Now that Strauss-Kahn has resigned, some European states fear efforts to protect the euro could finally be sunk, thereby worsening the economic downturn.
No Strauss-Kahn – no euro
No Strauss-Kahn…no euro. That is what bankers are whispering, after police charged the now ex-IMF boss with the attempted rape of a hotel maid.
“There is very definitely the possibility that some countries could decide to leave the euro or could be pushed out of the euro,” said Alexander Law, chief economist with Xerfi group. “There you have got to understand that Dominique Strauss-Kahn believed the euro could or should be saved.”
In the face of nasty resistance from richer states, Strauss-Kahn led this week's bailout of crippled Portugal.
Germany and France insist Ireland raises its low corporation tax.
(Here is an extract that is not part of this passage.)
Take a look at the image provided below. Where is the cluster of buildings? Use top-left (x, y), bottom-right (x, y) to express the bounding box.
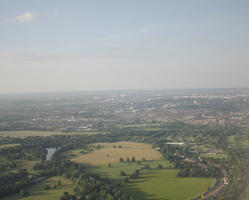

DSK, as he is known, was the man arguing it is what is saving the Irish economy.
“I think that these allegations are going to be damaging for the work of the IMF as an institution, and he is definitely going to be missed at the EU meetings,” said journalist and political analyst Nabila Ramdani.
Strauss-Kahn even persuaded Greece's leader to stick with strict spending cuts despite riots on the streets.
“He has very good contacts to some of the EU heads of state and governments, so that made a difference,” said Janis Emmanouilidis from European Policy Center. “He has good contacts, for example, to the Greek prime minister.”
On Thursday, Greece asked for more loans on better terms, but now that heavyweight europhile DSK has gone, few are backing another bailout.
China is one of the IMF's top backers, contributing tens of billions of euros. The reward it wants is an Asian chief, who is not likely to be as Europe-friendly as Strauss-Kahn.
“He has been very personally very important in getting the IMF involved and assisting in designing these [European] bailout packages, but also coaxing and encouraging politicians to do the reforms necessary,” said Jan Randolph, director of sovereign risk at IHS Global Insight. “Now you may not get the equivalent kind of person with the same kind of convictions coming from the emerging markets.”
When one of the world's biggest investment banks fell three years ago, it triggered a global recession we are still reeling from today. However, it is felt that driving the euro to extinction will only make matters worse.
“The consequences, probably, would be higher and much higher than was, for instance, the bankruptcy of Lehman in 2008,” said Philippe Dessertine from the University of Paris.
With EU economies at death's door, Dessertine warns that the demise of the world's leading banker comes at the worst possible time. This is not just the end of a career. Dominique Strauss-Kahn was instrumental to rescuing the eurozone's most troubled states. His arrest is now seen as threatening the end of the euro itself.